Innumeracy or deceptive editing?

500 million dollars, divided by 327 million Americans, makes $1 million per American, with enough left over for lunch. This insight was provided by a member of the editorial board of the New York Times — always a malicious newspaper, but once a respected one. I learn from a blog that at least one prominent TV personality came independently to the same result, and many lesser souls copied it. The “500 million” was the number these polymaths had taken, on the usual hearsay, as the amount rich meejah-mogul Bloomberg had blown on his badly failed attempt to buy the Democrat primaries. People, they imagined, would have preferred to take his cash directly.

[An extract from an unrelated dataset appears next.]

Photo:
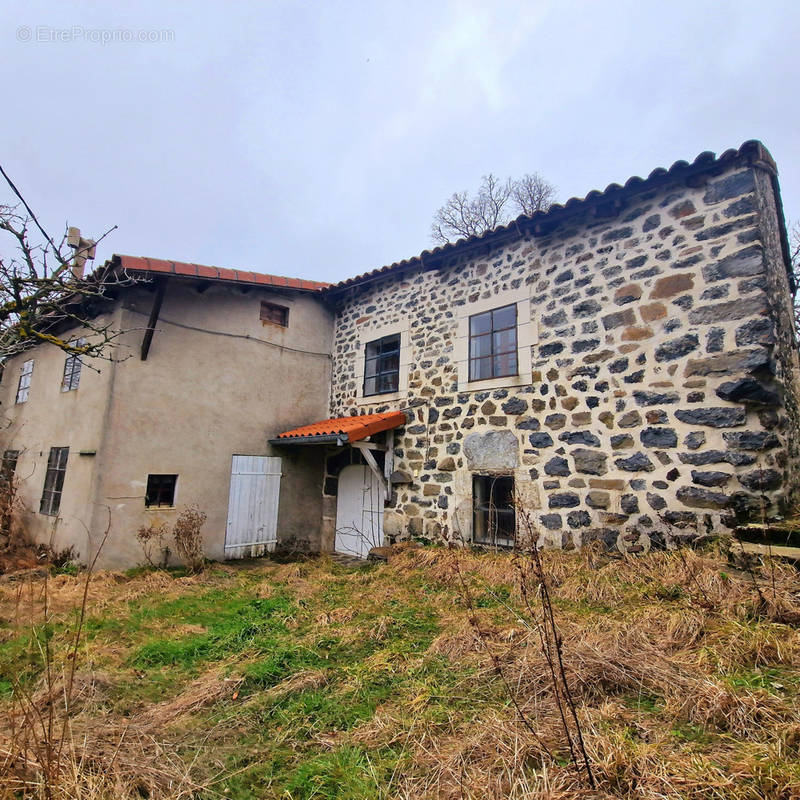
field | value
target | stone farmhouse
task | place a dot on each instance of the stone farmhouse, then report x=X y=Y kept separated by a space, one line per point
x=623 y=367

In Republican comments, the comparison was of 500 million, to the hundred thousand or so that semi-literate Russian Facebook trolls had supposedly spent, to swing the last election to Donald J. Trump. But a voter would have to be a more sophisticated arithmetician to follow this joke.

David Warren.

Caveat: I saw the New York Times’ Mara Gay sharing that, which came from someone else’s Tweet, as both she and Brian Williams, in a suspiciously short video, introduced it. Two words came to my mind:

  1. Innumeracy
  2. Deceptive editing

I wasn’t sure which should predominate, so, of course, I went on the internet and searched “full Mara Gay segment on MSNBC” and just “Mara Gay” at the MSNBC site.

The answer is: Innumeracy.

The supplemental answer is “MSNBC and the New York Times must both screen out people with functional crap detectors in their hiring process.” $1,000,000 per person is much worse than a math error; it was wildly, absurdly and facially improbable.